The most obviously improved part of the X3 is the memory hierarchy. The prior generation EXA2 supported both Itanium and Xeon processors. Due to physical differences in the front-side buses, this required a two-chip architecture, as depicted in Figure 3; one chip handling the front side-bus (FSB), the other containing memory and I/O controllers. Unfortunately, this introduced an extra chip to chip interconnect and the associated latency between the MPUs and the I/O and memory, reducing performance. To mitigate this penalty, an L4 cache was added, connecting to the FSB controller.
In a move mirroring the revisions to the pSeries system architecture, the X3 eliminated the extraneous chip interconnects and the chipset functionality has mostly been consolidated onto a single chip. Consequently, memory accesses require one less interconnect hop, reducing latency substantially. This also allowed IBM to drop the L4 cache from their design altogether, further decreasing costs and design complexity. As a result, local memory latency for the X3 is a blistering 108ns, compared to 265ns for the prior generation. These changes can be seen below in Figure 4.
Figure 4 – EXA2 vs. X3 Memory Subsystem Comparison, based on an IBM presentation
The previously mentioned chip consolidation also eliminated a key bottleneck: the connection between the memory controller and the scalability controller. In the EXA2, this interconnect could only deliver 3.2GB/s of bandwidth, which reduced the efficacy of the eight channel DDR memory architecture, which could theoretically provide 12.8GB/s of bandwidth. In comparison, the x3 is able to reap the full benefits of four DDR2-400 controllers, which deliver 21.3GB/s of bandwidth across 8 channels. Note that this is considerably more than the front-side buses can deliver, so roughly half of the memory bandwidth is available exclusively for the I/O devices and remote quads.

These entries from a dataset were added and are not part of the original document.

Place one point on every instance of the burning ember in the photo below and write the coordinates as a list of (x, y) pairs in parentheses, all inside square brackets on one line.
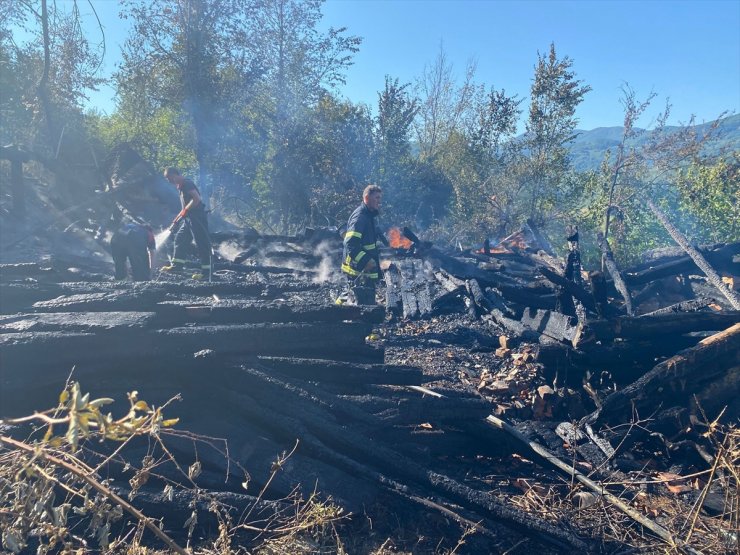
[(397, 240)]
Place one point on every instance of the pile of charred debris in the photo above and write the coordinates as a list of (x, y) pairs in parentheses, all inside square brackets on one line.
[(501, 390), (500, 399)]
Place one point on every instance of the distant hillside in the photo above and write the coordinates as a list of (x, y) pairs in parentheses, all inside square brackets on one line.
[(587, 150)]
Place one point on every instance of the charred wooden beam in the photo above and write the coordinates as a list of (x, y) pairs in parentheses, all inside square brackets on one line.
[(572, 288), (607, 256), (559, 327), (684, 306), (662, 324), (329, 371), (721, 257), (87, 322), (601, 490), (172, 314), (710, 358), (393, 300), (335, 444), (27, 352)]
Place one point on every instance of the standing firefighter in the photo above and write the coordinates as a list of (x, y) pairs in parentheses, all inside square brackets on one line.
[(135, 243), (195, 227), (360, 259)]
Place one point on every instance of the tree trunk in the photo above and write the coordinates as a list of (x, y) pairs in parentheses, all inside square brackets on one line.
[(696, 256)]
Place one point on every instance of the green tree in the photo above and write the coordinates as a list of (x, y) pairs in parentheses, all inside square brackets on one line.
[(188, 56), (396, 112), (555, 95), (300, 64), (709, 194)]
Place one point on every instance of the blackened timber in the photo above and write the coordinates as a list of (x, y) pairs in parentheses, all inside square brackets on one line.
[(262, 269), (448, 282), (330, 371), (574, 289), (335, 444), (28, 351), (598, 286), (178, 313), (423, 409), (720, 257), (553, 324), (89, 322), (696, 256), (480, 300), (668, 323), (518, 331), (683, 372), (684, 306), (608, 257), (393, 300)]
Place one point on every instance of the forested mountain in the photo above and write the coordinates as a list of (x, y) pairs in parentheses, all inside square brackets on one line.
[(243, 96), (588, 149)]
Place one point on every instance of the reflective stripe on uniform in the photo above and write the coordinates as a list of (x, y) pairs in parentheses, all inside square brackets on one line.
[(352, 272), (347, 269)]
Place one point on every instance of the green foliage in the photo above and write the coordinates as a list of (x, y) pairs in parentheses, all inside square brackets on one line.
[(555, 95)]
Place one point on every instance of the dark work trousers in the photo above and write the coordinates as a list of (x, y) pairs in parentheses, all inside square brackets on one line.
[(195, 228), (363, 289), (131, 244)]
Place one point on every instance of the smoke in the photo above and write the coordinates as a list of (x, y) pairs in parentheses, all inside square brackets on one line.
[(327, 269), (160, 239), (229, 250)]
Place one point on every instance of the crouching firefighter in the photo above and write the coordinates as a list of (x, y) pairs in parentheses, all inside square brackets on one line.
[(360, 258), (194, 227), (133, 242)]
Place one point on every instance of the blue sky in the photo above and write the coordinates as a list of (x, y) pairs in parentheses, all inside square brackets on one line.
[(686, 51)]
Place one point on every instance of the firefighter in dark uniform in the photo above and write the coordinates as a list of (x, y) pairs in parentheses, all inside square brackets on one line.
[(195, 227), (135, 243), (360, 259)]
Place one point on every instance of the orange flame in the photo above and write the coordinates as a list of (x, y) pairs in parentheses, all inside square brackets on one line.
[(397, 240)]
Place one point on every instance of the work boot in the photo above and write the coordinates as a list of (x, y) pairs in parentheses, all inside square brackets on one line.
[(170, 268)]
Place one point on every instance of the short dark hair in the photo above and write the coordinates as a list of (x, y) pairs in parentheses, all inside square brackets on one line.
[(371, 189)]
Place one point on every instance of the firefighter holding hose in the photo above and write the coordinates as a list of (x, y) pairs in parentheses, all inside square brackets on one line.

IBM also provided a full set of RAS features for the X3 memory subsystem. The memory controller supports hot-swapping, scrubbing, bit steering and mirroring. The first three features have been rather elegantly explained by David Wang in his article Error Correcting Memory – Part I, which I highly recommend. Memory mirroring is rather simple; it is simply duplicating the contents of memory, an analog to RAID-1 for hard drives. This has the unfortunate side-effect of halving memory capacity and increasing costs.